Now that I've worked in Merle Haggard and Robert Earl Keen, let me quote another of my favorite picker-poets—John Anderson. John was thinking of high school when he sang

I was voted most likely, back in '79.
I was headed right for the top,
All I needed was time.

Do you think John made it to the top? After all, all he needed was time. Not likely. You need more than time. In fact, the title of the song is "Goin' Down Hill." I think the opposite sex might have been involved in his downward slide.

He got distracted. Don't get distracted.

The best way to predict your future is to create it. Plan it, and work your plan.
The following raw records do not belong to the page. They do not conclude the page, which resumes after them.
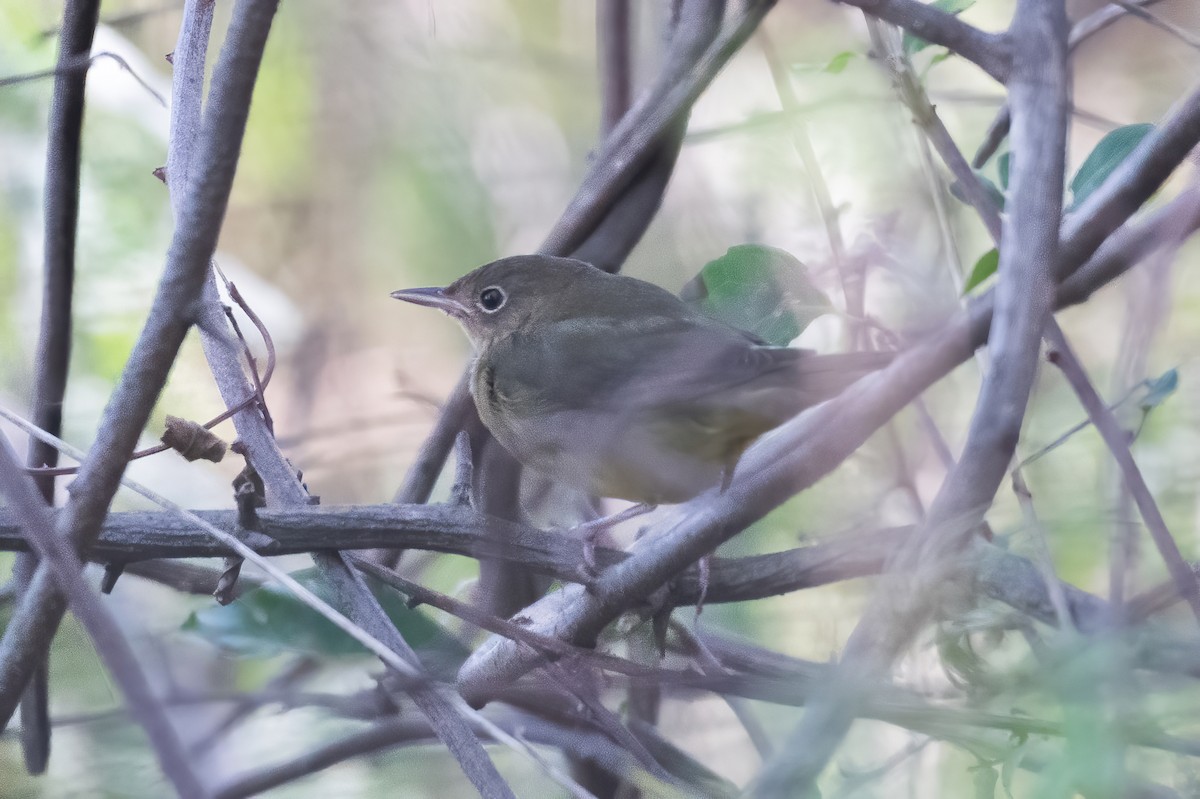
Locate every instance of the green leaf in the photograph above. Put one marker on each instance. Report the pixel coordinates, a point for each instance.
(838, 62)
(916, 43)
(268, 620)
(760, 289)
(1104, 160)
(983, 269)
(1159, 389)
But here's a caution: As you strive for the top, or just a higher rung on the ladder, it's often hard to know how well you're doing. Success often comes disguised as failure, and setbacks often lead to better things. It's hard to tell.

When Waylan Jennings gave up his seat on Buddy Holly's chartered plane that night to the Big Bopper, he thought he'd lost out—until the plane crashed.
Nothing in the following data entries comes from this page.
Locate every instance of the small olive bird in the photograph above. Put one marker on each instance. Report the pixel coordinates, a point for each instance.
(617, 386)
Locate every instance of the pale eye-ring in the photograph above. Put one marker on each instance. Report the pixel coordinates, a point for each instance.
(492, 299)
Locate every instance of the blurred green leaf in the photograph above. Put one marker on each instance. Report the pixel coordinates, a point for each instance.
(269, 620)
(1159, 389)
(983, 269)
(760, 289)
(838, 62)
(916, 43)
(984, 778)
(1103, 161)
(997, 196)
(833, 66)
When Buddy Holly insisted on performing in his glasses—his horn-rimmed glasses—despite everyone's advice not to do it, he performed a great service, to himself and to the world. He not only succeeded doing it his way, but according to Paul McCartney, of the Beatles, Buddy's example inspired John Lennon to wear his glasses on stage. (Given what later happened to John, I don't know if that was a good thing or a bad thing for John.)

My point is, you never know. As Forest Gump said so eloquently, "Life is like a box of chocolates. You never know what you're going to get."

So don't get too high over your apparent successes or too low over perceived failures. Rudyard Kipling called them "triumphs" and "disasters" and suggested we treat those two imposters just the same.

One final application of the you-never-know principle: If any of you guys got dumped by your girlfriend this past year, you may be lucky. A better one will likely come along. Plus, she'll be sorry when at the reunions she sees how well you turned out compared with that turkey she took up with.

As Fats Domino put it, "You're going to be a wheel some day; you're going to be somebody. You're going to be a wheel someday; then you won't want her."

Let me close with Ted Turner's rule for success: "Early to bed, early to rise, work like hell and advertise." (To that, my wife, Suzanne, would add—especially for you girls— "Moisturize.")

But success isn't everything. Life is for living, for being happy. As the late, great Roger Miller said, you can't roller skate in a buffalo herd, and you can't take a shower in a parakeet cage. But you can be happy if you've a mind to. So be happy.

Congratulations. Good luck. Godspeed. And go Bulldogs!

Robert McTeer

Robert D. McTeer Jr. was president and CEO of the Federal Reserve Bank of Dallas from 1991 to 2004.

The views expressed are my own and do not necessarily reflect official positions of the Federal Reserve System.